The River Styx site, the earliest known Cades Pond site, was a transitional site. Most of the pottery found at the River Styx site has been classified as Deptford series, including ceramics resembling the Yent Complex. A smaller, but significant portion of the pottery at the site has been classified as St. Johns series. (The St. Johns culture occupied the St. Johns River valley and adjacent Atlantic coast of Florida east of the Cades Pond culture.) Analysis of the clay and temper used in pottery at the River Styx site indicates that the most common pots were Deptford series items made local to the site. The fairly common St. Johns series pots point to origins in northeast Florida.

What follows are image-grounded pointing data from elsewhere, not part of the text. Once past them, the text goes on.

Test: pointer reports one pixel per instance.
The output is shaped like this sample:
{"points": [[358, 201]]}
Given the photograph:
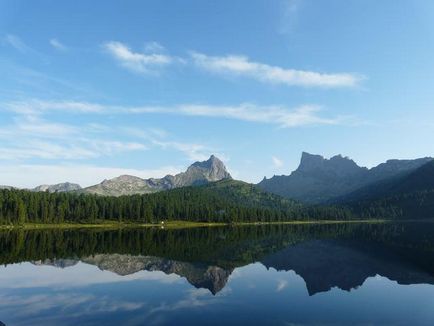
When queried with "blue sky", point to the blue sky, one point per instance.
{"points": [[94, 89]]}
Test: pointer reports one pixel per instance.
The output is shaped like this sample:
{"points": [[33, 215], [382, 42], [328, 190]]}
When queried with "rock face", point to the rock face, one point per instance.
{"points": [[60, 187], [198, 173], [318, 180]]}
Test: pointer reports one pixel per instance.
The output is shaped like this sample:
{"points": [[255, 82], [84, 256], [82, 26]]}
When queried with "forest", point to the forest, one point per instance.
{"points": [[226, 201]]}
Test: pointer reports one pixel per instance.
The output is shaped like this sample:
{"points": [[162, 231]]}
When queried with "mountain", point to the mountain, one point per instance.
{"points": [[319, 180], [409, 196], [60, 187], [197, 174]]}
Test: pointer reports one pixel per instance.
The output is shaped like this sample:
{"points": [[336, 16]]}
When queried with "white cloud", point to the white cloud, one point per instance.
{"points": [[135, 61], [278, 115], [32, 175], [154, 47], [55, 43], [277, 163], [35, 106], [289, 12], [241, 66]]}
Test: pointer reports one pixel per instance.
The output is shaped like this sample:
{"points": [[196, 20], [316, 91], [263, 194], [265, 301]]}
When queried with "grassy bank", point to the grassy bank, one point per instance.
{"points": [[170, 224]]}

Some pots may be Deptford series from the Atlantic coast. Still other pots may have come from the southern Appalachian Mountains. Deptford ceramics have not been found at later Cades Pond sites. The River Styx site has been compared to the more elaborate Crystal River (Deptford and Santa Rosa-Swift Creek culture) and Fort Center (Belle Glade culture) sites elsewhere in Florida. All of the burials at the River Styx site were cremations, whereas cremations were rare at other Cades Pond sites and at Deptford sites on the Big Bend Coast. Occupation of the River Styx site was limited to the period of about 100 CE to about 200 CE.